I am interested in spatial relations and physical dimensions of an experience.
I often transform these into diverse media outputs: drawings, paintings, site-specific
installation.Going through the pages of my portfolio, I have to describe deeply my
diploma project, which had the essential influence to my later work. The whole
project was inspired by Italo Calvino’s novel “The Baron in the Trees”. My wood and
metal constructions on a tree, a sort of tree house – stage platform was situated in
the park of Slovak National Gallery. The structure would get activated and brought to
life through lectures and performances involving architects, sociologists, urbanists...

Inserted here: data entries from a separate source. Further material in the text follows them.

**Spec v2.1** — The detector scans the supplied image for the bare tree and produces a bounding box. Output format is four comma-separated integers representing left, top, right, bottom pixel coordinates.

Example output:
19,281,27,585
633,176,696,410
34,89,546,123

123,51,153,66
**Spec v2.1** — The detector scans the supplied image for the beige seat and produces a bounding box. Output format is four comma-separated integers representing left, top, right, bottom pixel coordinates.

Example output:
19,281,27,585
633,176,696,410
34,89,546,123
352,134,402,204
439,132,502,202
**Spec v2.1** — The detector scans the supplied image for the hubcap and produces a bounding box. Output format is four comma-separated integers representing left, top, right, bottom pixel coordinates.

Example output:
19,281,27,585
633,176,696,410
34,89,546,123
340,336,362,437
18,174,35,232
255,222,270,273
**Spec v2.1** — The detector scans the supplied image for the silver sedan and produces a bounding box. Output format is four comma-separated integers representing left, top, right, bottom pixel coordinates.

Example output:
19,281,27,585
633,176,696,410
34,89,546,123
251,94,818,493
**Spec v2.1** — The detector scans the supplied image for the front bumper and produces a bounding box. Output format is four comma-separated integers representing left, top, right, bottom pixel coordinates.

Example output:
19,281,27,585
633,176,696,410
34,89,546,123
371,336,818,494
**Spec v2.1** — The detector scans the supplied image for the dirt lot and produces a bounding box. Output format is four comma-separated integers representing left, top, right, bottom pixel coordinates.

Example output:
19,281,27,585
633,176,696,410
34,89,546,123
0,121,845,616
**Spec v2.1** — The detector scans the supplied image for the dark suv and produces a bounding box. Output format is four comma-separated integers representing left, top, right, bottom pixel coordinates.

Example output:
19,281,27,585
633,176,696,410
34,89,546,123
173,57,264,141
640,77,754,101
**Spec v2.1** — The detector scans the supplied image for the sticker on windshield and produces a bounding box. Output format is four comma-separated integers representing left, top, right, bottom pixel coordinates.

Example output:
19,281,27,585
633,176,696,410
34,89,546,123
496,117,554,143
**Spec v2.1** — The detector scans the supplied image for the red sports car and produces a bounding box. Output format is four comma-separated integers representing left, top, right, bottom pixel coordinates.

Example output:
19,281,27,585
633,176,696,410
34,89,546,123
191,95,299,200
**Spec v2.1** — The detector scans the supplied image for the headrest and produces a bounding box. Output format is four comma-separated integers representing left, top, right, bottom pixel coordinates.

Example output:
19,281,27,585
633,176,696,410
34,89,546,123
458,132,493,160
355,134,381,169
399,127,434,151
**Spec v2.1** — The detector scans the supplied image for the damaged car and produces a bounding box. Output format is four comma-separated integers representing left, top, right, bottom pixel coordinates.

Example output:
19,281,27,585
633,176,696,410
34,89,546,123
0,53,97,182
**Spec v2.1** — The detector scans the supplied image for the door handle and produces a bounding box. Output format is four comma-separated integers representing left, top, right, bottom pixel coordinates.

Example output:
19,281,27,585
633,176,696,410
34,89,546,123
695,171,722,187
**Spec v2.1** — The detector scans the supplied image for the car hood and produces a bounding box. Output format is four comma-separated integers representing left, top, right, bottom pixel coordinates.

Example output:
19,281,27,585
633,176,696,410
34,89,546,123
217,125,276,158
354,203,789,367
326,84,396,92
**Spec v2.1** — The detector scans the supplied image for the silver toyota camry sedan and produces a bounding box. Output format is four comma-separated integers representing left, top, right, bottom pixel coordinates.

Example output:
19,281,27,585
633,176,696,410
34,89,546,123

The installation was accompanied by “Model of construction on pizza box” and a
series of drawings and collages “The Cities on the Trees”. The drawings and the
model clearly stated my interest in an ephemeral, fragile and intangible reality. In my exhibitions, cut out shapes of papers are often visible, while flying
around in a vertical / suspended way, together with other fragments, collages,
painted lines and printed surfaces, walls made of paper, pigments. Nothing in my
work would suggest any idea of solidity or durability. Everything is temporary and
precarious – even my collages works seem to refuse to be forced into any kind of
frame or constructions. Sometimes they lie between the wall and the floor, folding
between the two rigid surfaces. The idea of a fragile, vertical reality is a recurring
theme in my work.
Lucie Mičíková is a graduate of the Intermedia and Multimedia Studio at the Academy of Fine Arts and Design in Bratislava (Prof. Ilona Németh’s Studio „IN“). Her work straddles the line between lability and stability, between destruction and immutability. Her works are an interplay of materials based on creating often temporary objects, collages or scrimages. She works with architectural principles, which she implements in the form of drawings and spatial installation. Spontaneity and playful improvisation with the assembled materials are recast through layering and (ac)cumulation into fragile constructions – an environment somewhere on the fringes of the organic, crystalline and architectural. Architecture is conceived more broadly here, as a place-sanctuary, a localisation, the fixation of a place not only in terms of its spatial boarders but also in the sense of retrieving ephemeral phenomena such as memories, experiences and ideas. Lucie’s drawings – finely tectonic, fibrous structures – can be understood as the substantiation of a view of the world as a complicated, interwoven and structured whole. In her realisations (e.g. Milky River, 2016, When the Peaks of Our Sky Conect, My House Will Have a Roof, 2015, A House Freed from Its Floors, 2015 in cooperation with Zuzana Žabková), she undertakes spatial wall- drawings and frottages where architectural components are transformed into landscape compositions. The artworks begin to proliferate organically. The poetics of the material expands and fills in the gaps in the space.